The UK is much better off teaming up more structural (except for the economy) with the US which is:
a) a more credible and effective power as far as military power goes and can make decisions much more quickly;
b) reliable (compared to say eg the French or some of the other handbag carriers);
c) the UK is more often on one line with anyway; and
d) the structure of cooperation makes pulling out of certain stuff much easier for the UK.

Average Englishman said...

@Rik is correct.

EU red tape, stolen fish, arrest warrants, vast waste, cash out/in deficit, uncontrolled immigration, etc., bad for the UK but EU trading benefits good for the UK.

However, the 'balance' of these matters is not the real problem for an Average Englishman like me. The real disaster is the completely non-democratic nature of the whole ghastly edifice and the continuing push to unwanted integration. The running of my country has now largely been taken over by a bunch of overpaid, arrogant, unelected officials residing in Brussels. Put simple, I want my country back and no blathering on about this or that benefit on a good day will do.

In addition, any correct assessment of the benefits of the UK staying in the EU should not compare the current situation to the UK stopping EU trade altogether but to the UK moving to join EFTA and retaining most of its trade benefits, whilst ditching the other rubbish. To do otherwise (as I believe is intended by three of the four main UK political parties at the moment) is just more deceipt and it will not work. I am not alone in being very angry at the way I have been lied to about Europe by politicians over the years and I will not accept another dose of their garbage.

Rollo said...

There is no EU foreign Policy so of course it is not working. The boss, Ashton, was only appointed because they had to give the UK a senior spot; and she was not Blair; and she was not a threat to any one else's ambition; and she had no financial knowledge
EU aid is a propaganda tool only; we should not channel one penny through the EU, as so little of it gets to worthy targets; and even less of it is sourced in the UK, which should be a benefit both giver and receiver.

Rik said...

Fully agree. The basics are completely simple:
-Freetrade zone is economically profitable;
-rest is not plus is highly unpopular at the UK homefront.

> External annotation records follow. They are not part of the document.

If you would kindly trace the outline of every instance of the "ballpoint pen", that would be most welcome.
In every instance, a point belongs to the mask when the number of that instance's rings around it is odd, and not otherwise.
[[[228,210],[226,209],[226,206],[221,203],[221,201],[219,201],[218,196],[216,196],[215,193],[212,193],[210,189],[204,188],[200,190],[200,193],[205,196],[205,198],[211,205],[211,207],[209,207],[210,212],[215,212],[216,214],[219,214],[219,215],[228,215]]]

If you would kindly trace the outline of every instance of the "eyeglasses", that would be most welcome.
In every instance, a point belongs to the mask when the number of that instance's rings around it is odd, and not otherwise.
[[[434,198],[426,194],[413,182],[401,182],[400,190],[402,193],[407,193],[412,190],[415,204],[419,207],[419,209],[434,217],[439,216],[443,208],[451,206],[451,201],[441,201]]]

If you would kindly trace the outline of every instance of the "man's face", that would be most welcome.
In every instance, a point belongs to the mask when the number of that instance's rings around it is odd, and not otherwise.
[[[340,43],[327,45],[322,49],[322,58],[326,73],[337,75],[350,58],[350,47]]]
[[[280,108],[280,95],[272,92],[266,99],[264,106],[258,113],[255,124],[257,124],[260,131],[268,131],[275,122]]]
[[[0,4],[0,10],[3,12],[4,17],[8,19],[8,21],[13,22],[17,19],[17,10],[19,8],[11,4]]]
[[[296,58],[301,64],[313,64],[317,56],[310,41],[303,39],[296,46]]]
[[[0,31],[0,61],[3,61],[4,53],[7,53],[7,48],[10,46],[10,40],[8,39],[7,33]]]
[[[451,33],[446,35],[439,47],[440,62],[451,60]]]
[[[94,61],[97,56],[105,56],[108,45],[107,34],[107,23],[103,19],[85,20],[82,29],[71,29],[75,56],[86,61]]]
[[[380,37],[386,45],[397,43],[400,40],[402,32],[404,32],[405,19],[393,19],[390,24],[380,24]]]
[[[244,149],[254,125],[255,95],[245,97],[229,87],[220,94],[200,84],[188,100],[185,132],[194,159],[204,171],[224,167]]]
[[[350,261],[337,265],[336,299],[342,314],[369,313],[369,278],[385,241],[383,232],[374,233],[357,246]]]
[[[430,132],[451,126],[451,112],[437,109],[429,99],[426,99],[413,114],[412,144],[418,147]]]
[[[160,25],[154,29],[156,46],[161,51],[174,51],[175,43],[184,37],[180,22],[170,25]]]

You donot need a 2 year study for that.

And starting from the abovementioned 2 basics.
The freetrade is still far from perfect (see the discussion on services) also caused by the fact that the EU looks mainly busy saving hamsters in Timbuktu iso making money (let their inhabitants make money).

Rest of the stuff (the political part) simply looks like the hobby projects by some written off former national politicians with no platform in the respective populations as well as an employment project for the EU apparatus, all with very little results on top of that.
Again you donot need 2 year study for that.
The EU itself has made a study on that a few years ago, might be open for some discussion for obvious reasons, but they indicate themselves that THE advantage is the large common market. The advantage of the Euro was much smaller (and that was before it collapsed) and the advantage of the rest wasnot even mentioned in monetary terms.